Yoda looked up at him. “A Jedi, I am. Proud of my heritage, am I. Ashamed, I would never be."
“Then prove it.” He held out his bowl. “Take this bowl out of my—”
The bowl shot out of Ageless’s hand and hovered over the pot and the fire. It then tipped itself over and poured its contents back into the pot. Then, before Ageless could say anything, the bowl hovered slowly back over to him, floating in front of his face. Ageless slowly reached up and took it, checking for strings or hidden magnets or any other trickery. The thing felt weightless until Yoda released whatever grip he had on it, and then Ageless held it out in front of him and let it go. The bowl dropped to the ground and shattered.

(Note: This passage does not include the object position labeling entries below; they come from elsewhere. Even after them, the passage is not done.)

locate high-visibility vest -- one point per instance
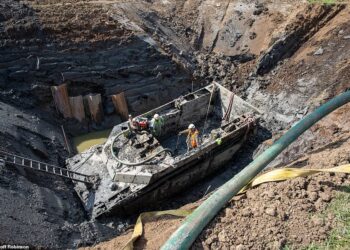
(193, 136)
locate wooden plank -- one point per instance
(77, 107)
(120, 105)
(94, 102)
(60, 96)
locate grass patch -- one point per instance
(339, 237)
(326, 2)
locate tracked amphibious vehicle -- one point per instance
(135, 169)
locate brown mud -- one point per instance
(286, 58)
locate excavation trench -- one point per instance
(101, 60)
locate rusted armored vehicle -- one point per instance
(136, 169)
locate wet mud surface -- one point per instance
(155, 51)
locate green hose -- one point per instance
(187, 233)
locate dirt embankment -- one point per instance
(291, 213)
(271, 216)
(142, 47)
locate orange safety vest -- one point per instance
(193, 136)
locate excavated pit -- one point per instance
(153, 52)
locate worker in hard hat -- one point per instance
(131, 125)
(156, 125)
(192, 139)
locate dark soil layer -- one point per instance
(155, 51)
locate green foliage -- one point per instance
(339, 237)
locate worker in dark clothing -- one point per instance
(192, 139)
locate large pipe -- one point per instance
(193, 225)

Yoda paused halfway through another slurp. “Owe me for that, you do.”
Ageless said, “Pick the pieces up. All of them.”
“For parlor tricks and entertainment, the Force is not.”
“If you expect me to believe any of this, to believe you knew my grandmother, and that she wasn’t just fooling me with parlor tricks, then pick up the pieces from where you’re sitting.”
Yoda sighed.
A dozen shards from the broken bowl shot up from the floor and swirled in front Ageless’s face in a slow spiral. They came together slowly, fitting together like a puzzle, but without glue they could no longer form a bowl. The pieces hovered as one, once again in front of Ageless’s face. He reached out to touch them, and when Yoda released his hold, the pieces collapsed in his palms. Ageless held onto the pieces in wide-eyed astonishment. He looked over at Yoda.
“Can you…?”
“Can I what?"
“Can you teach that?”
Yoda blinked. “Told you I would complete your training, did I not? Were you not listening?” He shook his head. “Two new students, I have received, in these last two years, and both of you are stupid. Tall people can be so stupid.” He coughed, and set his bowl aside. This cough was far more violent than the others, and Ageless thought Yoda might keel over right then and there. When he finally got it under control, Yoda said, “Your grandmother…instrumental in helping to hide a number of Jedi during the Purge, she was. Never repay her for what she did, can I. But I can keep my word. That, I can do.”
“Your word?”
“Told her I would train you if you ever showed up on my doorstep, did I. And so I shall. Though, the training she gave you, I suspect you forgot most of it, and it is not the same interpretation of the Force that I was taught. But do the best I can, I will, with the information she taught me about Attuning.”
“Attuning? What’s that?”
“A method for channeling the Force the way the Witches do on Dathomir. Mind you, you will never be as powerful as you could have been if you had been trained continuously since childhood, but you can perhaps discover a greater path than the one you're now on, and realize the legacy of your bloodline. And perhaps…perhaps live through another generation, the Force will. Perhaps a rebirth, it can have.”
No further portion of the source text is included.